Ancor meno resta – ridicolizzando le squallide nostalgie asburgiche che qualcuno, oltre i nostri confini, cerca ancora di rievocare – del vecchio Veneto politicamente “austriacante”, che Vienna fu costretta a lasciare all’Italia, e che era la regione più arretrata e depressa dell’Impero, peggio della quale c’era solo la Bucovina descritta in pagine indimenticabili da Gregor von Rezzori. E di quel Veneto “austriacante” non resta niente perché su quelle terre tanto a lungo oppresse, è stata proprio l’Italia a fare esplodere due fenomeni rivoluzionari, il benessere e la libertà, mai prima conosciuti.

Così, al posto di quel vecchio Veneto ce n’è oggi uno nuovo, che adora più gli “schei” che il suo Dio, e che atteggia nei confronti dell’Italia un atteggiamento non solo di totale ingratitudine, ma addirittura di differenza e di superiorità.

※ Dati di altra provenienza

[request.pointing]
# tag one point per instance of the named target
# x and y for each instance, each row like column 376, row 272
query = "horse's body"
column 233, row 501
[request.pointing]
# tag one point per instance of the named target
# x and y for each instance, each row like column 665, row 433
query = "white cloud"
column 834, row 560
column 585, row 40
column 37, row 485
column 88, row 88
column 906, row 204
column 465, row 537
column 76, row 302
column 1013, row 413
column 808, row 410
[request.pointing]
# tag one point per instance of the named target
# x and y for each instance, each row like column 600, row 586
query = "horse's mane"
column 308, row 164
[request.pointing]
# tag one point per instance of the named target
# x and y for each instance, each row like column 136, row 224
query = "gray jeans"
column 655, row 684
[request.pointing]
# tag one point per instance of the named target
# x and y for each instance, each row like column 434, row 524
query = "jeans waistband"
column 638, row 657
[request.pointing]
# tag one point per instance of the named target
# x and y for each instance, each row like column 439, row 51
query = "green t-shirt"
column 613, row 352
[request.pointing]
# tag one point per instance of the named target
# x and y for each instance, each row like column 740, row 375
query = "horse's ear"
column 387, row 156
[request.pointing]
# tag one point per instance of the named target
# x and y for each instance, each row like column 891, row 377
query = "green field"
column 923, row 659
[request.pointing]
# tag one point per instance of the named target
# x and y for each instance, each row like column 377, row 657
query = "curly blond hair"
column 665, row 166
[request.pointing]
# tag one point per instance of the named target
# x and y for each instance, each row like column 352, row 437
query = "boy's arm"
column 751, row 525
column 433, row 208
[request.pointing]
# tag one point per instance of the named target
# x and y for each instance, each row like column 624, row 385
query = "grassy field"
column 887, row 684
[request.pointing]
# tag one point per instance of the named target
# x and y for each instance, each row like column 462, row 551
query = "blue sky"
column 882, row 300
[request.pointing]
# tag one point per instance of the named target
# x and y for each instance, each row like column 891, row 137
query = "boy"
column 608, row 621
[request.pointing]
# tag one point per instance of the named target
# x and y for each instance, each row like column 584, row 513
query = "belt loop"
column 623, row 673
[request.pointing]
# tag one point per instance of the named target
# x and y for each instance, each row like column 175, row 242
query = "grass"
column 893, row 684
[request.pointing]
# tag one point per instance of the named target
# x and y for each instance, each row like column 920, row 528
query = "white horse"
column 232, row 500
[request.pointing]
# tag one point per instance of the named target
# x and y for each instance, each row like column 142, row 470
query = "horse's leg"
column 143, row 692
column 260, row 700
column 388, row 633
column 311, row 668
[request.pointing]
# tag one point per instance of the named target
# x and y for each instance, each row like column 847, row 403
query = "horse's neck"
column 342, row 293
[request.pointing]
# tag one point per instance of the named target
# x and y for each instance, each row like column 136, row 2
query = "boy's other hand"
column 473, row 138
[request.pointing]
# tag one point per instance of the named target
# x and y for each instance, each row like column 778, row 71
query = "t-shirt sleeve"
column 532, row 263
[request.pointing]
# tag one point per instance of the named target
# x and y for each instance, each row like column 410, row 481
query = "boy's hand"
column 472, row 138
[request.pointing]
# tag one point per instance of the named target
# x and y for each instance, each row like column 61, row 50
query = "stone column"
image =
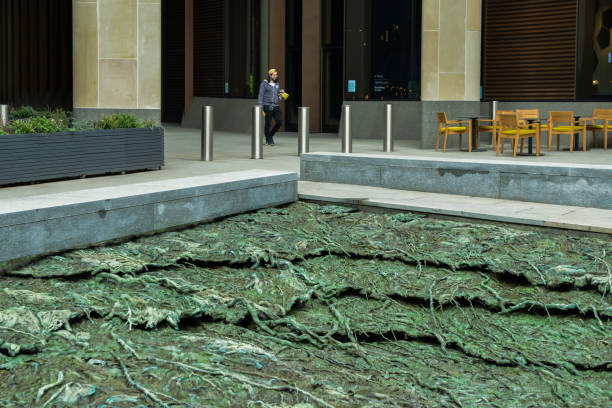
column 450, row 63
column 117, row 57
column 450, row 58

Non a caso l’anno di svolta, politica e morale, può essere facilmente individuato nel 1991. Di svolta politica perché è l’anno in cui la Liga Veneta lascia il passo alla Lega Nord. Ma anche di tragica svolta morale, perché il 1991 fu anche l’anno in cui – sotto gli occhi sconvolti di tutta l’opinione pubblica italiana – si venne a sapere di  un ex-chierichetto, Pietro Maso, che nel Veneto più profondo, a Montecchia di Crosara, in Provincia di Verona, per avere più “schei” da spendere in discoteca, in compagni di alcuni amici, ammazzò sia il padre che la madre, membri di un gruppo neocatecumenale, colpiti dapprima con un tubo di ferro e poi finiti soffocandoli con un piede sulla gola, in un’agonia durata più di 50 minuti. E le sorelle si salvarono solo perché il primo (dei quattro) tentativi di massacrare l’intera famiglia facendo saltare la casa con un’esplosione di gas non era andato in porto.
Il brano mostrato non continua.